In that document, Wyers altered the evidence provided by other officers, adding or omitting words, said Ruddy.

“Each of these alterations or omissions has the effect of strengthening, at least on paper, the impression that the home is the site of a marijuana grow operation,” she wrote.

“While I don’t feel that Corporal Wyers set out to mislead the justice of the peace in a deliberate and calculated manner, it is clear to me that he was both careless and reckless with respect to his obligations within the prior judicial authorization process.”

And other police procedures were also found lacking.

For example, Ruddy cited a police officer’s decision to stop two of the accused while they were in a green van on the Alaska Highway on September 18, 2005.

“In my view, any connection between the green van and its occupants and the suspected grow operation is simply too remote to objectively amount to anything more than a hunch,” Ruddy wrote.

The traffic stop was an “arbitrary detention” in breach of the charter, said Ruddy.

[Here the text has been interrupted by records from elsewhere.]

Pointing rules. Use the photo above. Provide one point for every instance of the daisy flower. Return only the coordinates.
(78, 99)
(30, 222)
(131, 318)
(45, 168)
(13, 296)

She excluded all evidence obtained from the stop except for the vehicle registration.

Ruddy also examined another traffic stop that took place four days later.

This time, police arrested one suspect after he drove away from a suspected grow operation at 208 Falcon with $11,400 tucked in between the driver and passenger seats of his car.

Ruddy found the arrest “unlawful” and excluded all evidence flowing from his arrest.

Next Ruddy examined how the RCMP photographed and fingerprinted some of the suspects before they were formally charged with a crime.

Although she calls the issue a “relatively minor breach,” Ruddy found the photographs and fingerprints must also be excluded from trial because of “the multiplicity of breaches in this case.”

Finally, Ruddy examined whether some of the accused had their right to counsel breached.

She found that three of the accused had their right to counsel violated because their lawyers were “pre-chosen” by the police.

And one of the accused was asked to translate the advice he received from his lawyer to another one of the accused.

“It is grossly inappropriate, in my view, for the police to put an accused in the position of having to disclose confidential discussions with his or her legal counsel to anyone,” Ruddy wrote in her judgment.

“Such a violation renders the right to counsel utterly meaningless,” she added.

Taken as a whole, Ruddy’s judgment may impact the Crown’s case against the accused.

“There are significant parts of the evidence that have been excluded from the trial, but there’s more to the case than what was heard in the voir dire process,” said Crown lawyer Noel Sinclair on Wednesday.

It is too early to tell what the impact may be and whether the Crown will appeal the judgment.

“We need more time to analyze the impacts of the ruling to each of the seven accused men who are before the court,” said Sinclair.

“This judgment is part of the trial, but more of the trial is to come,” he added.

Vancouver-based defence lawyer Mitch Foster, who represented four of the accused at the voir dire hearing, refused comment until he hears from Crown counsel.